I recently started reading Statistics Done Wrong: The Woefully Complete Guide by Alex Reinhart. Right from the get-go, the book is a fascinating look at methodology and statistical illiteracy. Thousands of academic papers are published every year by authors who, while they may be experts in their specific fields, have very little statistical training.

In his first chapter, Reinhart demonstrates this problem when discussing p-values. Let’s assume you have a true/false test, and a student has 9 correct answers out of 12. Does the student actually know the material, or did the student just guess? The p-value can guide us in answering this question.

Before continuing, let’s define a p-value. A p-value is the probability of finding the observed result, given that the null hypothesis, \(H_0 \), is true. In context of our question, this should make sense. If we have a 12 question true/false test and have students guess at responses, then we expect the average student to score a 50%, or 6 out of 12. However, because of the nature of randomness, if we collect enough data, we would expect some students to get 0, 1, 2, 3, 4, 5, 7, 8, 9, 10, 11, or 12 questions correct as well.

This ought to be our first interesting conclusion. Statistics tell us a great deal about populations, but they tell us very little about individuals. That said, predictive modeling is a subfield of statistics, where you do try to make conclusive statements about individuals. That, however, is beyond the scope of this post.

Continuing with the problem at hand, what is the probability that you could randomly guess 12 true/false questions and get 9 correct? We call this the probability density function, or PDF, and we can model this problem with a binomial distribution.

\begin{align} P(X=k) &= \binom{12}{k}\left(0.5\right)^{k}\left(0.5\right)^{12-k} \
P(X=9) &= \binom{12}{9}\left(0.5\right)^{9}\left(0.5\right)^{3} \
P(X=9) &= 220 \times 0.00195 \times 0.125 \
P(X=9) &= 0.0537 \end{align}

In R, we can get this value much more easily with the dbinom function.

> dbinom(9, 12, 0.5)
## [1] 0.05371094

If we gave this test to 100 students, we would expect about 5 of them to score 9 out of 12.
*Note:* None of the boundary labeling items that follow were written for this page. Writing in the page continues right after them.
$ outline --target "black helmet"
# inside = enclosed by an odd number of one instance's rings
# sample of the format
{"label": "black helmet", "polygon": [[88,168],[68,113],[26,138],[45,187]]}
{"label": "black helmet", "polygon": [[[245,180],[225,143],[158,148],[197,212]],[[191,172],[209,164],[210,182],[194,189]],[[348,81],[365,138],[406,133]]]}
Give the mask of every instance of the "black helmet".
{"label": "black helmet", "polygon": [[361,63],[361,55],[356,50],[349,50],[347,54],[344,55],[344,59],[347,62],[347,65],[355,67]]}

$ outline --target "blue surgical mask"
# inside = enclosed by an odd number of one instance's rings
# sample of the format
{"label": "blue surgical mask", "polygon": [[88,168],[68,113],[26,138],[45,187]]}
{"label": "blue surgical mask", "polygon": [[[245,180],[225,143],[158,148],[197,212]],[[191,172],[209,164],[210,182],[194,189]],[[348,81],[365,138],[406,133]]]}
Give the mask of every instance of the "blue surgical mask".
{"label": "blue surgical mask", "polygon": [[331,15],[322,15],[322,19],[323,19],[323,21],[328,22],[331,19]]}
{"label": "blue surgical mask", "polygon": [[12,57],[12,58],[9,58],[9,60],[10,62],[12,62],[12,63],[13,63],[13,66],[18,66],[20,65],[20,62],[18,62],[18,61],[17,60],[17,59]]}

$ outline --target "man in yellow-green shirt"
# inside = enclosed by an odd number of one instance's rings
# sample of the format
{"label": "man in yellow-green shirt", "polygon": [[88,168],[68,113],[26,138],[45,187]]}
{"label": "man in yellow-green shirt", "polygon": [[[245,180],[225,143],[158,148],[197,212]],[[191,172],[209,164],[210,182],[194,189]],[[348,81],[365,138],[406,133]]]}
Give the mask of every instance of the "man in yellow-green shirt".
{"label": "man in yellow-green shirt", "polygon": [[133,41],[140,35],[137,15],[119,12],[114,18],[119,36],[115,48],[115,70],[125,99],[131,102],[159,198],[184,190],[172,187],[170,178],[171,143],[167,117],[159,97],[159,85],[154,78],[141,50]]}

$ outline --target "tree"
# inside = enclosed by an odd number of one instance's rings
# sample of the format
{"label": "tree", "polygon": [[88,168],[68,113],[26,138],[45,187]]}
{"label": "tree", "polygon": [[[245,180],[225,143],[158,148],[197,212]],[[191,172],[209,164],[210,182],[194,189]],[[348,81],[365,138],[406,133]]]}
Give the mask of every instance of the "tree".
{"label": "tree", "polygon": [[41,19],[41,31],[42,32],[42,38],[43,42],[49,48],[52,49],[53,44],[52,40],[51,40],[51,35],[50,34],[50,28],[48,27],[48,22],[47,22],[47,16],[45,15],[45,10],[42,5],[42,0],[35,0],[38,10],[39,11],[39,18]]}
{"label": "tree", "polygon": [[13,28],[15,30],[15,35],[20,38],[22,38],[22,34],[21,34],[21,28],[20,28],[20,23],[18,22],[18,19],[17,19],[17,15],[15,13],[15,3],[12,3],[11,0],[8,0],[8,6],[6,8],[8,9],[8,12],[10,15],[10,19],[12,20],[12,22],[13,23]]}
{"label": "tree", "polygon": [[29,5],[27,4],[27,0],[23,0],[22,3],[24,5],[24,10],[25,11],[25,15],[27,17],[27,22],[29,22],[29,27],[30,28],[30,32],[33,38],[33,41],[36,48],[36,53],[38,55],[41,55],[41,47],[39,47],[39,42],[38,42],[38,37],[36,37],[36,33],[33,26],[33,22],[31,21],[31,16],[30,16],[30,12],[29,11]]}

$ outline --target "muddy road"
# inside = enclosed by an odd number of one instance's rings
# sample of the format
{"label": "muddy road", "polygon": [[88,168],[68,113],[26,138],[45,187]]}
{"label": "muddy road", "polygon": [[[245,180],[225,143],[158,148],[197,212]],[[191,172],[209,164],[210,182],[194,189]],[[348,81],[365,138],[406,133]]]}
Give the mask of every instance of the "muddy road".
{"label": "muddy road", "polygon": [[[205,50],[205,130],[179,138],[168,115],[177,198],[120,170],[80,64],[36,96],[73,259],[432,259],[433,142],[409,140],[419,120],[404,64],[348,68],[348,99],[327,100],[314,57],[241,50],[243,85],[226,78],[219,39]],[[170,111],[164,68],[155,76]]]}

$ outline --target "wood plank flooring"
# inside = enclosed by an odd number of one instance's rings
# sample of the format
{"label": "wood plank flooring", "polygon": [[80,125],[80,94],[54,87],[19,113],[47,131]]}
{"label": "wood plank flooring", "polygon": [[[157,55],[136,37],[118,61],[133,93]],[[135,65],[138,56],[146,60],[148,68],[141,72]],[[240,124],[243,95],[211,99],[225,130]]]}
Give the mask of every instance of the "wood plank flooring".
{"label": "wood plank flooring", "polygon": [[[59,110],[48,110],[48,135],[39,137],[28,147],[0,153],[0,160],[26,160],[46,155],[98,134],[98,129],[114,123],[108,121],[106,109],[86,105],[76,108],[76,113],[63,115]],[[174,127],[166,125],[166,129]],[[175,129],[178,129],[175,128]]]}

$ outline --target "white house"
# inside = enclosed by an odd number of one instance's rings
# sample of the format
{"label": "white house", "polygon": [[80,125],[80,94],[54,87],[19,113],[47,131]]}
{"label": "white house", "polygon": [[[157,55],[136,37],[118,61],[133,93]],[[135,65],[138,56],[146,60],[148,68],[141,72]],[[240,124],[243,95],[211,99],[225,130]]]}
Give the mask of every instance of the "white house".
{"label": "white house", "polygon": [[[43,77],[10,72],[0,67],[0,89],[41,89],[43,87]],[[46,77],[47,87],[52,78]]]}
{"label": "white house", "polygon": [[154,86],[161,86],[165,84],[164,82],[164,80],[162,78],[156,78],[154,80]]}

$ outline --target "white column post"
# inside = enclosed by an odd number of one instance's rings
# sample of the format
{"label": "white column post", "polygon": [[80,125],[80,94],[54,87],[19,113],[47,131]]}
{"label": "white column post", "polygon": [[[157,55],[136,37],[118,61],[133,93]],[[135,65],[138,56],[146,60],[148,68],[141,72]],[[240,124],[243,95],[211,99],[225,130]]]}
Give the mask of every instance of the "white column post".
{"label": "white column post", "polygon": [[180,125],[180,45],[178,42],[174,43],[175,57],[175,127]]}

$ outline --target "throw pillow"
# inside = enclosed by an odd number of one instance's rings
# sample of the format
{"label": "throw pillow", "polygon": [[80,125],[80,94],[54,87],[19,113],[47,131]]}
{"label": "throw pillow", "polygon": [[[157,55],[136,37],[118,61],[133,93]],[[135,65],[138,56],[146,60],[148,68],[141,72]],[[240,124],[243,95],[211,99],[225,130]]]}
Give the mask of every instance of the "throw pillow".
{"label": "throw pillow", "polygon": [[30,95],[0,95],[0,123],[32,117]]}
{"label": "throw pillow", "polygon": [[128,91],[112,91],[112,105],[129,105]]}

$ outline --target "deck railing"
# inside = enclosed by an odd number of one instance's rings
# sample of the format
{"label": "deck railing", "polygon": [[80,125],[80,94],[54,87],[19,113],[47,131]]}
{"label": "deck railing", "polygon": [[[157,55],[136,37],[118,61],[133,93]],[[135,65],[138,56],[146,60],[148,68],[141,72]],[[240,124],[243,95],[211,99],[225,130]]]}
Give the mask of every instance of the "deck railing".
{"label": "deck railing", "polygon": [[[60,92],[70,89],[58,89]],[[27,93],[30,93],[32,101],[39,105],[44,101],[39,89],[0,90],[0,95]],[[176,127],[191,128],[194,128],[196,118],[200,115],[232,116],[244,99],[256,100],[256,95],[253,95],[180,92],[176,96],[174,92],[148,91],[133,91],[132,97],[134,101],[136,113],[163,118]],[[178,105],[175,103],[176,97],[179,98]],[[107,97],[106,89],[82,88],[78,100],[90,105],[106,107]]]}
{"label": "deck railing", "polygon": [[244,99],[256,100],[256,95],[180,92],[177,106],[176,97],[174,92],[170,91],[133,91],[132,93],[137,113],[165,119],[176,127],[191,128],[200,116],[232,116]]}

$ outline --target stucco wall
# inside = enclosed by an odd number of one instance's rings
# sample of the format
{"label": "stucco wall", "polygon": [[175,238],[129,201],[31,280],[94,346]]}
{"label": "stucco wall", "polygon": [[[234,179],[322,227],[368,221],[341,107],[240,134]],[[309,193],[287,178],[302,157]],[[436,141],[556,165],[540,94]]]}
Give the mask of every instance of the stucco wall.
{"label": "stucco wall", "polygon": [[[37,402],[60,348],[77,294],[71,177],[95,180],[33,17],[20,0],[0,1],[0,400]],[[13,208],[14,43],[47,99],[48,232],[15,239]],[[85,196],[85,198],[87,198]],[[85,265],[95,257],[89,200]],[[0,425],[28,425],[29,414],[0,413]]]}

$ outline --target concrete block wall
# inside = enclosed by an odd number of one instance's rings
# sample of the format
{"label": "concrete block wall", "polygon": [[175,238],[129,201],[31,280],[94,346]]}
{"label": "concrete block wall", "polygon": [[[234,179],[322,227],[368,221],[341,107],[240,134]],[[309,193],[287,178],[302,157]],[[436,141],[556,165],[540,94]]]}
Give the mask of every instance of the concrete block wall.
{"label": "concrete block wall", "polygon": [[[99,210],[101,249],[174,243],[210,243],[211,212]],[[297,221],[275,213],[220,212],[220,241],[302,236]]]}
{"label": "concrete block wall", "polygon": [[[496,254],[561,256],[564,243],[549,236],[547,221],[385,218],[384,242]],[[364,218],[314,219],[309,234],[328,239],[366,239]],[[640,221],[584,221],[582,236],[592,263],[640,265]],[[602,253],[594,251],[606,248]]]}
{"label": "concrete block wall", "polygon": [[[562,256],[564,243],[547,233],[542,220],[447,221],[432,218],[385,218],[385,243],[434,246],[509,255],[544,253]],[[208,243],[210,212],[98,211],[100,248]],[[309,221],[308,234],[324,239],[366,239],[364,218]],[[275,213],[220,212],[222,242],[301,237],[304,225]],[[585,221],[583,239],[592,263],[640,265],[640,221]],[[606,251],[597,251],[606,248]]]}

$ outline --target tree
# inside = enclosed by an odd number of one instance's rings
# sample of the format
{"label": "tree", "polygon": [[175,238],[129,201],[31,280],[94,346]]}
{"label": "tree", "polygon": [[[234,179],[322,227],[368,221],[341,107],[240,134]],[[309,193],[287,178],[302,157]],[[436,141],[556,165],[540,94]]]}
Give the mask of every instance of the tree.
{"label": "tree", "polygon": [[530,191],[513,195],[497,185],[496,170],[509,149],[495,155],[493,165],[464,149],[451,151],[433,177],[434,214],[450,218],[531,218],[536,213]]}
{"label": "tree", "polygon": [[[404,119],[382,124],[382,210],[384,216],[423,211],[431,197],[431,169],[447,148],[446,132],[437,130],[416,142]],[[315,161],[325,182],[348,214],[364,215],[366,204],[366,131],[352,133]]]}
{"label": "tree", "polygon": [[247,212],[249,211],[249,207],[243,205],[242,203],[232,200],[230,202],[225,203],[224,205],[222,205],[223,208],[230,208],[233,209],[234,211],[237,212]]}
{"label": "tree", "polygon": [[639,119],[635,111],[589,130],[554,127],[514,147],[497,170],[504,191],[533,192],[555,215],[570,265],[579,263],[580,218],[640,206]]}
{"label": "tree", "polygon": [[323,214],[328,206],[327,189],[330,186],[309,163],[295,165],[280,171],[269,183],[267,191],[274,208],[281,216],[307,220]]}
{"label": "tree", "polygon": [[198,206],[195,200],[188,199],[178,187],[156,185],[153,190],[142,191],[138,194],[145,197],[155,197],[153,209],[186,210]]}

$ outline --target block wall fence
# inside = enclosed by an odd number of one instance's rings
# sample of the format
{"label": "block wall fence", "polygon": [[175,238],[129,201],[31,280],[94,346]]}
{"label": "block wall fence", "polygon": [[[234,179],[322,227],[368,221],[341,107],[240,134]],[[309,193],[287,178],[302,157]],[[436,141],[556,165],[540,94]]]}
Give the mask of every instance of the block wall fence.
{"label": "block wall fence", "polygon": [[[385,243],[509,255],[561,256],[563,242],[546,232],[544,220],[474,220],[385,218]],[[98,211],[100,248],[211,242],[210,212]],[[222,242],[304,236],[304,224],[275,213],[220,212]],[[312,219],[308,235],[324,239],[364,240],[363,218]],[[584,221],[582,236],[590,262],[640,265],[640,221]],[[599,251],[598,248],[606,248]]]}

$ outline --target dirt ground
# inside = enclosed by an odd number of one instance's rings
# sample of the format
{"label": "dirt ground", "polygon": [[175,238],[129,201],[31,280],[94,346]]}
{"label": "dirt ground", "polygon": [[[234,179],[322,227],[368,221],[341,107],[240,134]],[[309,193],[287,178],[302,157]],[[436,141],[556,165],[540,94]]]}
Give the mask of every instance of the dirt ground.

To compute this p-value, to determine if this score is really different from chance, we need simply compute the upper tail cumulative density of the binomial distribution.

\begin{align} P(X \ge k) &= \sum_{i=k}^{12} \binom{12}{i}\left(0.5\right)^{i}\left(0.5\right)^{12-i} \end{align}

Computing this high tail distribution is done with the pbinom function. It is a little more complicated to express, as it is an infinite series beta function, but the idea is the same. We add up all of the values to the right of the blue line.

> pbinom(8, 12, 0.5, lower.tail = FALSE)
## [1] 0.07299805

This is our p-value. Graphically, this is the cumulative values of the dots to the right of the blue line in the following image.

PDF Plot

Reframing the Question

This is not where the author’s story ends. He then asks, what if we presented the data differently? What if the student was allowed to answer questions until he or she got three incorrect responses, and in this scenario, the student got his or her third incorrect response on the 12th question.

Already, we know more information. First of all, we know what the 12th response was incorrect. Second, we know there are more than 12 possible questions. Some students may only be given 3 questions, get all 3 wrong, and their test will be over. It is also possible that some students that some students may be given dozens, hundreds, or even thousands of questions before they get 3 incorrect responses. This time, we ask a slightly different question. What is the probability that a student gets his or third question wrong on the 12th question, given random guessing?

Instead of a binomial distribution, this data set would now follow a negative binomial distribution.

> pnbinom(8, 3, 0.5, lower.tail = FALSE)
## [1] 0.03271484

Note that in our R functions, we use 8 instead of 9 in both of our examples. This is because the binomial and negative binomial distributions are discrete probability functions. They measure to the left, and including the test value. If we want the value plus the values to the right - lower.tail = FALSE - we need to use 8 instead of 9.

Also, the R function is written in a slightly odd way. pbinom(k, r, p) means answering the question, “What is the probability of getting k successes before getting r failures?” Since we are using lower.tail = FALSE we want to know the answer to, “What is the probability of getting 9 or more correct answers before getting 3 failures, when just random guesses are used?”

PDF Plot

What makes this result so interesting? We have the exact same data: a student’s score of 9 out of 12. In this scenario, we’re saying that there is only a 3.3% chance that the result could be this extreme.

If we are using \( \alpha = 0.05 \), then our chosen model makes all the difference if we should accept these results as random chance or not. This is why statistical literacy is so vital. How you create your statistical design and how you build your model can make a difference in the result significance and the subsequent interpretation of the study. Not knowing enough about statistics can lead you to proclaim facts that aren’t there or ignore facts that are.